L’armatura a cavallo era normale. All’inizio si prediligeva una protezione a tutto tondo in cuoio o in feltro spesso, ma in seguito sembra che questa sia stata sostituita da un’armatura metallica parziale solo nella parte anteriore. Veniva tenuto un registro degli uomini obbligati a servire e a partire dal VI secolo, essi dovevano radunarsi per far ispezionare il loro equipaggiamento e venivano poi pagati finché durava la campagna.

Fanteria

La massa della fanteria era costituita da contadini arruolati. Non c’erano sciocchezze come i registri. Al contrario, un ufficiale si recava dal capovillaggio di ogni villaggio, gli diceva quanti uomini erano necessari, li toglieva da qualsiasi cosa stessero facendo e li faceva marciare per essere dotati di lance e scudi a buon mercato. Il morale era naturalmente tutt’altro che alto. Secondo quanto riportato, i lanceri si formavano in un ordine molto stretto, dando l’impressione di raggrupparsi per per il reciproco conforto. In un’occasione furono addirittura incatenati per le caviglie per evitare che scappassero. Venivano portati soprattutto come manodopera da campo e per il lavoro d’assedio, ma non erano del tutto inutili in battaglia aperta. Gli arcieri di fanteria e gli schermagliatori armati di giavellotto erano più apprezzati. Si trattava quasi sempre di mercenari assoldati nelle zone più periferiche del dominio persiano. La cavalleria leggera armata di arco e giavellotti era fornita da tribù alleate come i Chioniti, i Gelani e gli Albani.

Elefanti

Gli elefanti indiani con arcieri e fanti armati di giavello nelle loro torri erano un’altra parte importante dell’esercito sassanide. Erano utili soprattutto per il loro effetto sui cavalli e sul morale dei nemici. La battaglia avrebbe potuto essere favorita della carica degli elefanti, tuttavia, nella maggior parte dei casi, il peso dei dardi scagliati a mano, dei giavellotti e delle lance pesanti delle legioni contrastò efficacemente gli elefanti .

Combattimento

Abbiamo notizie dettagliate di sole quattro battaglie contro i Romani durante la spedizione di Giuliano del 363 d.C. e di altre due contro i Bizantini di Belisario.
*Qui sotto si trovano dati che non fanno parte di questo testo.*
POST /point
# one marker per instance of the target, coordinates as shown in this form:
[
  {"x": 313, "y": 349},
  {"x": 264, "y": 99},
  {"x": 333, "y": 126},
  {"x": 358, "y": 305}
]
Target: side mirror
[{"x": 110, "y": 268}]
Generalmente contro i Romani, i Sassanidi avevano i loro clibanarii a formare una prima linea, la fanteria con lance come seconda linea e gli elefanti come terza linea. Se la cavalleria persiana avanzava per tirare con le frecce, invece di caricare con la lancia, era attaccata dalla fanteria romana che, dopo un feroce combattimento, la metteva in rotta.

In altri casi, la prima linea persiana aveva i suoi lancieri catafratti al centro e i clibanarii su ogni lato. Gli elefanti erano disposti dietro. Spesso non si fa menzione della fanteria. La cavalleria leggera poteva effettuare un ampio movimento di aggiramento per minacciare il bagaglio romano, o eventuali riserve.

In un’altra occasione la battaglia iniziò con un attacco della cavalleria leggera alle retrovie romane. L’attacco fu respinto quando l’imperatore portò in soccorso le truppe leggere, ma fu ferito mortalmente da un giavellotto nella mischia. A questo punto si sviluppò un feroce attacco contro il centro e la sinistra. Questo è stato condotto da elefanti in carica che si sono portati a distanza ravvicinata, ma hanno subito gravi perdite a causa dei missili a mano romani. L’impressione suscitata dagli elefanti fu poi sfruttata dalle cariche dei catafratti, sostenuti dalle frecce dei clibanarii. Il risultato fu un pareggio con gravi perdite da entrambe le parti. La quarta battaglia vide nuovamente utilizzate le stesse tattiche persiane e fu un altro pareggio.

La principale regola di condotta romana sembra essere stata quella di chiudersi il più presto possibile per ridurre l’effetto del tiro con l’arco persiano. Ma se la fanteria romana deve fermarsi e prepararsi a ricevere la carica, diventa un bersaglio adatto per il tiro con l’arco poco prima del momento del contatto.

Una volta a distanza ravvicinata, la fanteria romana era ovviamente più che all’altezza della cavalleria ferma e potremmo ipotizzare che Giuliano avesse imparato qualcosa dalla sconfitta della sua cavalleria catafratta da parte della fanteria germanica ad Argentoratum nel 357 d.C. Privati dell’effetto del tiro con l’arco, i Persiani non avevano altra scelta che caricare come nelle battaglie successive. A causa del naturale desiderio di un guerriero armato di arco di tenersi a distanza per poter usare correttamente la sua arma preferita, vediamo che queste cariche vengono effettuate dagli specialisti dei lancieri.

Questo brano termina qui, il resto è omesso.